As school health teams get underway with the country's third annual human papillomavirus (HPV) vaccination drive, Northern Cape public meetings aim to convince sceptical caregivers that the jab may be the best shot young girls have at preventing cervical cancer.
Margaret Marumo, 74, looks after her granddaughter. Marumo said she was initially hesitant to let her granddaughter be vaccinated against HPV as part of the Department of Health's school-based vaccination programme.
"I was afraid this injection would make my grandchild feel free to be sexually active at a very young age," she said.
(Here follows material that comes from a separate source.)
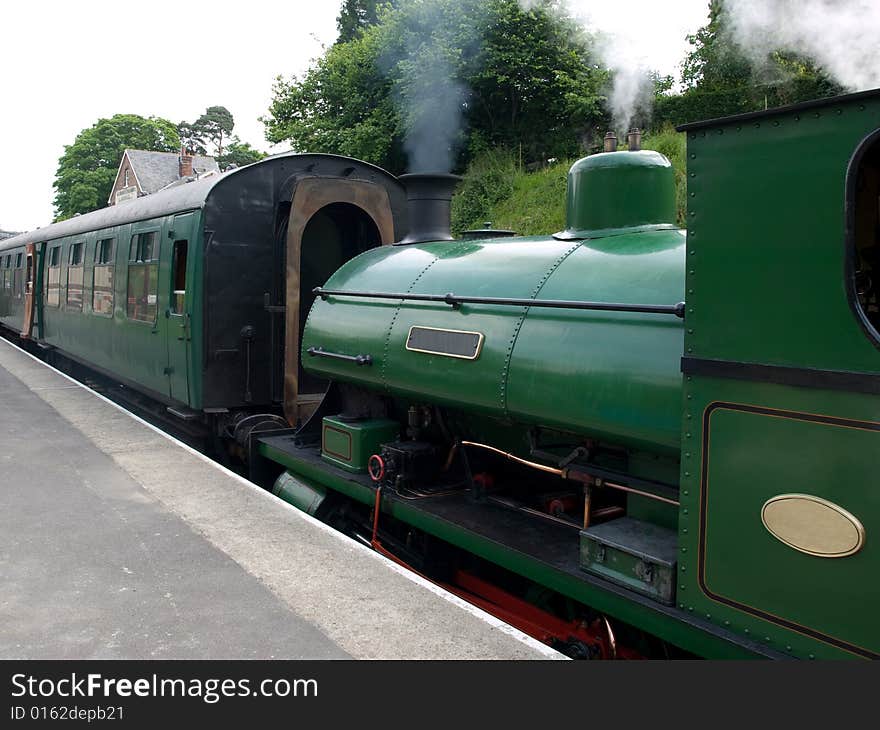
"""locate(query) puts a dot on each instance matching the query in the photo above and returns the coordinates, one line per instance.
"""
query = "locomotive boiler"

Marumo added that a recent public dialogue held in the Kuruman area helped her understand the vaccine's benefits, and why it was important to vaccinate children before they became sexually active and were exposed to the cancer-causing virus.
The public dialogues are aimed at helping the National Department of Health increase uptake of the vaccine, which was first rolled out nationally in 2014.
According to Department of Health Spokesperson Joe Maila, more than 340,000 Grade 4 school girls nine years and older have been vaccinated against the virus annually since 2014.
However, the department has fallen about 60,000 girls short of their targeted 100 percent vaccination rate.
"This was mostly children forgetting to bring consent forms to school or who were absent," Maila said. "We think getting to 340,000 is quite successful. We are hoping that eventually it will be 100 percent."
The HPV vaccine helps protect girls from the two strains of HPV responsible for about 70 percent of all cervical cancers. School health teams are currently vaccinating Grade 4 girls in the country's poorest 80 percent of public schools against HPV. The girls will receive the vaccine's second required dose in September and October.